I didn’t pick this shot because it was particularly rad. I picked the photo because it symbolizes how much snowboarding and getting better as a snowboarder means to me and has always meant to me. It is also a great example of how constant work will lead to nothing less than leaps and bounds in ability. 

At the very beginning of my senior year I was just starting to show some promise as a rider. Boarderline had put me on the team and I was rising through the local ranks (probably because of all the time on the trampoline, haha). In late October, just after my first day riding at Hatcher’s Pass, I bent down at my locker and when i stood up my knee tore. It was a freak occurrence but it happened none the less. Within a few days I was under the knife and carrying around a little less cartilage. It turned out that my knee cap had slid over and sliced the cartilage (meniscus). The surgery was minor and consisted of simply shaving off the slice and other loose cartilage inside the knee. 

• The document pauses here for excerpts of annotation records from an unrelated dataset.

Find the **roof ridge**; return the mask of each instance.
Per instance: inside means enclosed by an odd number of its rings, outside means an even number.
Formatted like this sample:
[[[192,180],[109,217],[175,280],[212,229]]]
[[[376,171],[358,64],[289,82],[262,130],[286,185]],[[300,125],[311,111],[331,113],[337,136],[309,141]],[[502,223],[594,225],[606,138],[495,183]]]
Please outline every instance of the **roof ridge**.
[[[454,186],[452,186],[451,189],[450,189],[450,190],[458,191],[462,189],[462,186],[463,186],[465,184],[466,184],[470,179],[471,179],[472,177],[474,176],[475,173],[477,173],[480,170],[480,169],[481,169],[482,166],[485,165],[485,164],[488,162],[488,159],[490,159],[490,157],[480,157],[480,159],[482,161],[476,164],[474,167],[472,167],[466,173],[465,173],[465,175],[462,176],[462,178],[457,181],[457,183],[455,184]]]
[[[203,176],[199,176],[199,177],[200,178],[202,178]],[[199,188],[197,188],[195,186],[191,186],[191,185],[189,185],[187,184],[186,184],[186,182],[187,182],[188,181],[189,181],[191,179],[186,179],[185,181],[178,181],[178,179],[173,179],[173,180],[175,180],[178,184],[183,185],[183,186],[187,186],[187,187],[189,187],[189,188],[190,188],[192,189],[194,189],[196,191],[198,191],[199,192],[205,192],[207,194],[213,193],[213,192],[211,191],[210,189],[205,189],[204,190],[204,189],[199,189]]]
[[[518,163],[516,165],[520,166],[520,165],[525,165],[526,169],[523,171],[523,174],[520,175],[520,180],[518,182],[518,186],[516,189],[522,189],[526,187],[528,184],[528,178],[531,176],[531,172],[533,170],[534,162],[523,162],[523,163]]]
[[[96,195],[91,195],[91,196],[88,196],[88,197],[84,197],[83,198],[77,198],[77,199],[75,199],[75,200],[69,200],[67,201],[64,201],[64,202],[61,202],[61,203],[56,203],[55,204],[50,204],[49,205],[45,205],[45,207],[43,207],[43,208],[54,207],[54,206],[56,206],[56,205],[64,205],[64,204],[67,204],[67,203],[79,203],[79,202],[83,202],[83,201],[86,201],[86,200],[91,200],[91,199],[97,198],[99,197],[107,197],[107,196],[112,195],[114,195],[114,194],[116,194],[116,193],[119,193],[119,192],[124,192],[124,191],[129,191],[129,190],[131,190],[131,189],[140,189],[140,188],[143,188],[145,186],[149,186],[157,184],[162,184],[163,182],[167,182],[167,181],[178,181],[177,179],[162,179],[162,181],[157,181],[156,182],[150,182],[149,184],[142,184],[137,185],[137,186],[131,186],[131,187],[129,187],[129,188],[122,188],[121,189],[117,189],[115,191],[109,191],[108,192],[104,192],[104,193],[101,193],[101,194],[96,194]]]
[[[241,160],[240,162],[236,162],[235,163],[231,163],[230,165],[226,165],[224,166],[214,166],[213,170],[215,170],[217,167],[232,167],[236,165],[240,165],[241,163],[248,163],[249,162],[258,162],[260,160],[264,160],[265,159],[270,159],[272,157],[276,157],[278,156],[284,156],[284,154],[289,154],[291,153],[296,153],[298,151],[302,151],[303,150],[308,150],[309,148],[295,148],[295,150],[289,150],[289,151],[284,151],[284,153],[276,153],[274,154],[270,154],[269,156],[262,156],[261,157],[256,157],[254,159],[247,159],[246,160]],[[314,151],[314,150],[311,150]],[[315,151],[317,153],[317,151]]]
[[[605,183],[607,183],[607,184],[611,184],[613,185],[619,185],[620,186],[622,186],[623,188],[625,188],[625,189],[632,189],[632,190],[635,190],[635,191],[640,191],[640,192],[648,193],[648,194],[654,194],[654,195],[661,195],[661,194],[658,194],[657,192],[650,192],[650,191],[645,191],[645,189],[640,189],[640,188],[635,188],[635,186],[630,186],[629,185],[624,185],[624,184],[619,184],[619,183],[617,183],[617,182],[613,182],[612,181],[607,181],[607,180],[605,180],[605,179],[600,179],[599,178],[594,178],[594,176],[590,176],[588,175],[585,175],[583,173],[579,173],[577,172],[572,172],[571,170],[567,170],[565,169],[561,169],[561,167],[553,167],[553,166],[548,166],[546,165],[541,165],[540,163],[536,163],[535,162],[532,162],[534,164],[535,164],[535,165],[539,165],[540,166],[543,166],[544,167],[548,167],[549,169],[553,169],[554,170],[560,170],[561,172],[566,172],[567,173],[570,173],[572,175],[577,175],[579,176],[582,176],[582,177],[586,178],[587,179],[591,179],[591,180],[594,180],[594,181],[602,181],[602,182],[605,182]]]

I was pretty scared by it all but having grown up in the era of Rock movies, I knew the power of a good comeback story. I might have even heard “Eye of the Tiger” playing as i went to physical therapy. The point is that I was determined to keep moving forward and improving. 

So as the winter went on, the only logical way to improve is to never stop riding. My crew, Abe and Khris Bombeck, would ride anything and anytime we could. We rode alpenglow on the weekends and the Thursdays and Fridays we could find a ride but that wasn’t going to be nearly enough. That’s when we started combing the area for rails and began hitting the Gruening overpass. 

The Gruening overpass held everything we could want. It held straight rails, curved rails, log formations, steep wooden rails, and even a couple jumps were made there. We would pull each other to everything. Sometimes there would only be two of us so we would prop up the full size vhs camera on a wooden post then run back and slingshot the other guy onto a rail. It was our “rail garden.” We learned a lot about riding rails there and we learned a lot more about how much the fire burned inside us to snowboard. Those days weren’t about sports drink contracts or x-games, they were about learning and progression. They were also about wearing as much of your skate clothes as possible when you snowboard. Haha. 

For the vintage fans out there I’m riding a Morrow Spoon 160 ( yeah that was the shorter of the two models at the time), Plan B jeans, SMP flannel, and some Save-on gloves that look like they were made for Shaq.